Words that Connect
Communication. Communication. Communication. That’s what they all seem to say is the primary ingredient of healthy and beautiful relationships. But it strikes me that it’s entirely possible to say stuff without saying anything, and that there are words that divide and words that connect. I’m very interested in words that connect.
Inspired by Stories of Truth Telling
This piece is partially inspired by a conversation I had with a stranger who I felt moved to buy breakfast for at Harbin when he realized he didn’t have his wallet. Telling him I was an Sex and Relationship Coach seemed to prime the pump for him to share a telling turn of events.
He told me about a recent dramatic shift in his dating life where it went from practically nothing to a significant cascade of women showing up. It all started when he revealed to a trusted ally a deep, dark truth that he never told anybody before. It was very scary, as what he felt called to share was embedded in lots of shame, but he took the risk and named his truth.
Healing happened in the space created by his honesty and the synchronicities started rolling in. Within the hour as he was getting in his car to go home, he got a message via a dating app from a lovely woman. Since then, a number of women have been popping up out of nowhere.
This article is also inspired by a beloved friend’s recent sharing. I had the privilege of thoroughly enjoying the intimacy created when she told my sweetie and I about layers of vulnerability that were coming up for her. In the past she may have brushed those fears underneath the carpet, but that day she took a risk. It ended up in a sublime cuddle puddle.
My Transparency Breakthrough
I personally haven’t always been the best at naming my truth. I come from a history of subtle withholds and outright lying. Once upon a time it was a necessary childhood survival strategy, in my adulthood that strategy served to create disconnects. Loneliness, isolation and distance happens when truths go unnamed-- even if you are sharing a bed with someone.
My big breakthrough in being transparent and naming my truth came about after becoming intimate with a Swiss couple who modeled transparency beautifully. They were exquisitely detailed about what was happening for them inside, shared vulnerable parts of themselves regularly, took responsibility for their experience, strived to be nonreactive and received each other with care and respect. My love life has been all the more gorgeous ever since.
The Art of Naming your Truth
In my experience, I’ve found that there is an art to naming your truth. Here are some of Lorina’s home grown guidelines to help you name your truth in a way that creates more intimacy.
1. Stay close to your experience. Naming the sensations, feelings, desires and impulses that come up for you can keep you close to the flame of truth.
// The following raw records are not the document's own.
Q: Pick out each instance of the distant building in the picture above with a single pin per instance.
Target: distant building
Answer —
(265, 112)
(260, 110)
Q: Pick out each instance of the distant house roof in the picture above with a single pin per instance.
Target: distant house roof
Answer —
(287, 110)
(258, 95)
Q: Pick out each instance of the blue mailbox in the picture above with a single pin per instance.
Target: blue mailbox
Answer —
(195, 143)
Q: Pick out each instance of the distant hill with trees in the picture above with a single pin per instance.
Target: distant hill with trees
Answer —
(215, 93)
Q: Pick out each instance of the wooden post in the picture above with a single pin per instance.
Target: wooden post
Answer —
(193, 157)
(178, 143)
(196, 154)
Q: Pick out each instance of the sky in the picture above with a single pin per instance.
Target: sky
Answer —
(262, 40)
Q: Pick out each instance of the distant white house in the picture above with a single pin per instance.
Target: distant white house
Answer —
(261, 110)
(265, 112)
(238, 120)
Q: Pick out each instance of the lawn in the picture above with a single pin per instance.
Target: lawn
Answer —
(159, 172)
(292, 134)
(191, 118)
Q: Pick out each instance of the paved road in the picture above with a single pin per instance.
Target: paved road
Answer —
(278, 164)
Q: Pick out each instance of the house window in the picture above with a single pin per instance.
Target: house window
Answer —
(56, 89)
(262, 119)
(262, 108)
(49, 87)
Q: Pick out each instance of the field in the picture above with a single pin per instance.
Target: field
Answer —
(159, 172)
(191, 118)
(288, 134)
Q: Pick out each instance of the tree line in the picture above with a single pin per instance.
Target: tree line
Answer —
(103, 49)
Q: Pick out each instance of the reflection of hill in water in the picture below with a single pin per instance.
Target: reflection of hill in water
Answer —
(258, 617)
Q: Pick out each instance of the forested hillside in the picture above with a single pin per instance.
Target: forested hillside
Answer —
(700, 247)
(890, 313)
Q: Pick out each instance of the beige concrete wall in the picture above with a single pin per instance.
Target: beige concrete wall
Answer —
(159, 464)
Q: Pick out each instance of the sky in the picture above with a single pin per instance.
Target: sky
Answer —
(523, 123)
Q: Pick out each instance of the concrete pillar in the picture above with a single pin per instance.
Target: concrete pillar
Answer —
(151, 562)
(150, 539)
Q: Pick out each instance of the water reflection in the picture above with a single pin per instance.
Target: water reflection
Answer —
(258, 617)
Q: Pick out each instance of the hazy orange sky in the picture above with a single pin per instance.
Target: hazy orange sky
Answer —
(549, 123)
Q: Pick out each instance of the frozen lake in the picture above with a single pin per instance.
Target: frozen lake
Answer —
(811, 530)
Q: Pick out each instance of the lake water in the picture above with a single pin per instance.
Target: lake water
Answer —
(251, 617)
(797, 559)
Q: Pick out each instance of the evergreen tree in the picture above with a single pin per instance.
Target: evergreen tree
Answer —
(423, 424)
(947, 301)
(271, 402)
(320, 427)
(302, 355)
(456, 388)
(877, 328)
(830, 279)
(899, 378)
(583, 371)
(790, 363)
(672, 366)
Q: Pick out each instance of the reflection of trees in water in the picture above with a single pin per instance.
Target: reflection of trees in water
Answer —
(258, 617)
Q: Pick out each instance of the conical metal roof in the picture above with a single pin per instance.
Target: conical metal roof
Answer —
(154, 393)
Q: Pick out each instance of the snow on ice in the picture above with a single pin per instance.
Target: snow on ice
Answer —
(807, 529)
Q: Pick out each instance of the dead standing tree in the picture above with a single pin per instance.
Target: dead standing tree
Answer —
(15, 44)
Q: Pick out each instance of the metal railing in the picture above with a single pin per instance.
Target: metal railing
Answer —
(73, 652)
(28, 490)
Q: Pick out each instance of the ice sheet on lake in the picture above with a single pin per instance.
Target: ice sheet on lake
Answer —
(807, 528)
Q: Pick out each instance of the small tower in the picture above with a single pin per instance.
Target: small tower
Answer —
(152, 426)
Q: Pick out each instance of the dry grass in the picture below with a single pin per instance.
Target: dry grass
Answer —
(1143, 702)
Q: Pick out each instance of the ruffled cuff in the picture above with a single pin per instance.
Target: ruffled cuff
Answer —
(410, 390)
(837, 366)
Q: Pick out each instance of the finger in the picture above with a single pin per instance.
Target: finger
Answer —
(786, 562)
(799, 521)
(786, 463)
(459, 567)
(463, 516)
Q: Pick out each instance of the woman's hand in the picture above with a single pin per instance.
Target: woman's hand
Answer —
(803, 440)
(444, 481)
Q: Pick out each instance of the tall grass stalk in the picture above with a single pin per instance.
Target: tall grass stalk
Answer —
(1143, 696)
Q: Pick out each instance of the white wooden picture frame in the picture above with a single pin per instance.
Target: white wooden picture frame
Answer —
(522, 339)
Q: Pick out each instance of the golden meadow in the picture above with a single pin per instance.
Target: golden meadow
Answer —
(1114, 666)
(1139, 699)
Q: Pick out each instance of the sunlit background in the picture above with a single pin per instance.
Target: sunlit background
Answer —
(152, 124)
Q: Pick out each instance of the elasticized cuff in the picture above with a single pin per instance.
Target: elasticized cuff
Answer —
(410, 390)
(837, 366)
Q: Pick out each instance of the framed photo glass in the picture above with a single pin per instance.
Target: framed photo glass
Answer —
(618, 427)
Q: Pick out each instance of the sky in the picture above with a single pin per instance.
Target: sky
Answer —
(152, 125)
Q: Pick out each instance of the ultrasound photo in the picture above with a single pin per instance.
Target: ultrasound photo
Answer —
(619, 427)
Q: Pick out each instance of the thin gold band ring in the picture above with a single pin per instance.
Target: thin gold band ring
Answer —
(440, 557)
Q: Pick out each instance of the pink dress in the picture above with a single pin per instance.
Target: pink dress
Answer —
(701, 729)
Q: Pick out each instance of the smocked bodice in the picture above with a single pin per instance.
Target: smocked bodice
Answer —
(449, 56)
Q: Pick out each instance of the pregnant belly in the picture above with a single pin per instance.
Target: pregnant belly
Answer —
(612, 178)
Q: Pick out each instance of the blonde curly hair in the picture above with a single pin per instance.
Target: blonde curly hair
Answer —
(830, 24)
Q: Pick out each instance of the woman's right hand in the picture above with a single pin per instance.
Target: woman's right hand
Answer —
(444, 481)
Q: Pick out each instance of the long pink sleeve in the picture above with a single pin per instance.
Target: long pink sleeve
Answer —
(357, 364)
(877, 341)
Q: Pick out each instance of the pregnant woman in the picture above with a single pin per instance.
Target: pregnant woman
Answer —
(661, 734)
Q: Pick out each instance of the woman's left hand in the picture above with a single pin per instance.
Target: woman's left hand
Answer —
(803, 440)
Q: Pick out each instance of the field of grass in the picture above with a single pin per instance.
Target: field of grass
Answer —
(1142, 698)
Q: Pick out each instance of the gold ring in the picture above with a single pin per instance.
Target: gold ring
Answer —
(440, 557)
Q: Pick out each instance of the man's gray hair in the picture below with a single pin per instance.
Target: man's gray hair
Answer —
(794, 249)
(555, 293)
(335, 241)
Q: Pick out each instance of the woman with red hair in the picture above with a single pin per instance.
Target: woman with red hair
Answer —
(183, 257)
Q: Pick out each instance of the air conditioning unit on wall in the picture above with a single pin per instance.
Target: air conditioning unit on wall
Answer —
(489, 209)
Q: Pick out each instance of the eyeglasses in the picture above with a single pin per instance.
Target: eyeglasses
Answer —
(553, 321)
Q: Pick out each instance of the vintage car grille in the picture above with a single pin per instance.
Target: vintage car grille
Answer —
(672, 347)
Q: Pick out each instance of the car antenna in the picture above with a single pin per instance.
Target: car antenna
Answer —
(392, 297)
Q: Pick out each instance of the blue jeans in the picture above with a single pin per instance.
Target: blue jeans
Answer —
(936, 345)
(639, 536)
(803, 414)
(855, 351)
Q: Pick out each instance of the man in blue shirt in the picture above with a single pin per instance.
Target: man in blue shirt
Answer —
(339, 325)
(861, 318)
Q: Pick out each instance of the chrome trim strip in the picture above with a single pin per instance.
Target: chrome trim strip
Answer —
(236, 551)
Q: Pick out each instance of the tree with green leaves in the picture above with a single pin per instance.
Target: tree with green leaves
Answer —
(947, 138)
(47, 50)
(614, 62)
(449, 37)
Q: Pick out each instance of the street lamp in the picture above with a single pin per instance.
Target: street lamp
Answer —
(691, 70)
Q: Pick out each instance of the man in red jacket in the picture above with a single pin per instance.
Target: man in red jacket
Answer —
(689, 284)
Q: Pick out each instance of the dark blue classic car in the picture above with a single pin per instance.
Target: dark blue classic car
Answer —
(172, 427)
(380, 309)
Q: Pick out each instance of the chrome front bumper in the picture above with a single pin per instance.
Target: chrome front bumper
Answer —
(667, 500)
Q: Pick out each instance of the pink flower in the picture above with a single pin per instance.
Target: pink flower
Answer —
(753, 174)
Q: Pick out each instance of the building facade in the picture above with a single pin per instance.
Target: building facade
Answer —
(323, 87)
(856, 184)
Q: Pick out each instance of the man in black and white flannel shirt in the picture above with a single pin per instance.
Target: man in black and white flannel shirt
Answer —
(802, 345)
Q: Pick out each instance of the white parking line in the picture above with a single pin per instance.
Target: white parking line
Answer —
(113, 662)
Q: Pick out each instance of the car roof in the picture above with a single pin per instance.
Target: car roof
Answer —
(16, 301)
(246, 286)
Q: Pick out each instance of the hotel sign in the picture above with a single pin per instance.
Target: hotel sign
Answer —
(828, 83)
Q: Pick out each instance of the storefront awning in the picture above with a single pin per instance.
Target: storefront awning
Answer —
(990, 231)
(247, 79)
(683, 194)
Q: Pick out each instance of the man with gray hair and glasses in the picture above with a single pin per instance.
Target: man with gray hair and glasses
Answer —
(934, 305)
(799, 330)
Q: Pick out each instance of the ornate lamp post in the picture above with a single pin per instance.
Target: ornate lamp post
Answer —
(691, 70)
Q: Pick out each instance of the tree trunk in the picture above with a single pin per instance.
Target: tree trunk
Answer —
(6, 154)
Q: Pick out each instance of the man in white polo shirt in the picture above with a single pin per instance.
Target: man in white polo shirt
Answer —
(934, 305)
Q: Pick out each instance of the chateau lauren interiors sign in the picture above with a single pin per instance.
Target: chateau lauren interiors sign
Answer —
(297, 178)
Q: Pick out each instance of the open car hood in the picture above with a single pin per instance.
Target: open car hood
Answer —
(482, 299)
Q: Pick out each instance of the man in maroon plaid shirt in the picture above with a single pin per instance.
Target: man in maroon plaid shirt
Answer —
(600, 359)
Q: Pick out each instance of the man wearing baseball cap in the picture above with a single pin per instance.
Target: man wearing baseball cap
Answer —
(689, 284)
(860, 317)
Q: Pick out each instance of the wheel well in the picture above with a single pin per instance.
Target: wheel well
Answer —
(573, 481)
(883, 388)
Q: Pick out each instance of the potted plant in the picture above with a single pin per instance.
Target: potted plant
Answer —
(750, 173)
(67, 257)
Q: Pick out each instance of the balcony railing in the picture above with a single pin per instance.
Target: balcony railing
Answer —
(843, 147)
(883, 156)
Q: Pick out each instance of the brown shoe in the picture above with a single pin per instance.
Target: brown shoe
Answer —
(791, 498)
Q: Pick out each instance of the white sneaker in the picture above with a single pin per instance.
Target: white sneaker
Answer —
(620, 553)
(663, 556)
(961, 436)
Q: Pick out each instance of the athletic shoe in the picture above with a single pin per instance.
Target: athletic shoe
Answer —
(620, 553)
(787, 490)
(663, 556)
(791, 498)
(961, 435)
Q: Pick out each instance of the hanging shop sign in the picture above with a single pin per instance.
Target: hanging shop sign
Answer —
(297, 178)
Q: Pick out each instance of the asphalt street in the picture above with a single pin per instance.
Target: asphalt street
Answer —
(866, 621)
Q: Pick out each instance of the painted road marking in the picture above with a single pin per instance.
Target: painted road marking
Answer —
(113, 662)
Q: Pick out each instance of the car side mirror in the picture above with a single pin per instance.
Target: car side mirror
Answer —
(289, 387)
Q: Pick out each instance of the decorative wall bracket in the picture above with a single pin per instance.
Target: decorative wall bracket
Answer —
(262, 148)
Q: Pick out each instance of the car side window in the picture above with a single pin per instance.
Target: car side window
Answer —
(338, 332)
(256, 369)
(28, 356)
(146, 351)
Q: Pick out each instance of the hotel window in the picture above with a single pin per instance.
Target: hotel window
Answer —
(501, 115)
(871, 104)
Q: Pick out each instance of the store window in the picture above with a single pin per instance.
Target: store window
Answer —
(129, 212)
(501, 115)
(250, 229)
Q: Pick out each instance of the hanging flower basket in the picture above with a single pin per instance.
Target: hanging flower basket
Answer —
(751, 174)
You can report thoughts, but try not to get too invested in them as “the truth.” Interpretations, analysis and fear infused stories can create distance between you and your listener.
2. Own your experience. Not owning your experience looks like blaming somebody else for what you are feeling. It also can look like hyper focusing on somebody else and not paying attention to what's happening inside your own skin. We’ve all done it, I know I certainly have. These very human strategies can be attempts to create distance from the red, hot vulnerability that comes up. But those strategies rarely create yummy connections. Try leaning into your vulnerability and watch the intimacy blossom.
3. Be mindful of what and when. A beloved once introduced me to the practice of 2 of 2 early on in our relationship. Basically, if I’m activated by something happening between us at a level of 2 or higher on a 10 scale for longer than 2 days then it’s a good idea to share, otherwise a distance creeps in. On the other end of the spectrum, I find if I’m extremely activated beyond an 8 and I am not able to own my experience or stay close to it, then it’s not a great time to attempt a conversation, because my words will more than likely create division. If I have my wits about me I’ll journal or meditate or dance or talk with a neutral ally to get myself at least into a 7 or below state and thus have some capacity to both share my truth and hear his.
4. Stay curious. Notions of right/wrong and black/white are like kryptonite to curiosity. Labels can have that effect too. If you have a definitive attachment to what something means and aren’t willing to explore the pathways that surround it, you will probably experience the thud of hitting a wall. That wall will get in the way of true intimacy. What magic goodness is possible when you share your innermost reality in a spirit of wonder?
5. Look for the sensations of truth in your body. There is a way I feel it in my body when I express the words that describe my experience well. It's like a tuning fork has been hit with that particular choice of words and now my body is resonating with that truth. It feels good. There is both a settling and an aliveness. What does truth feel like inside of you?
6. For the hard truths, find a good container. Telling a deep, dark truth to a cashier will not be nearly as satisfying as telling a trusted loved one, counselor or coach. It might be a good idea to test run the capacities of somebody before you share your most vulnerable and shame-filled parts with them. It’s kinda like responsibly choosing a good caretaker for your inner child. In terms of naming your hard truths with loved ones and intimates, it helps to refrain from sharing while they are in a reactive state. Focus on infusing the relationship with goodness and appreciation and get into a more settled state together before you bring out the hard stuff. Of course, there are always some inherent risks involved, but in my experience they are sublimely worth it.
There you have it. An exploration of the art and beauty of naming your truth. I would love to hear what beauty these guidelines inspire in you.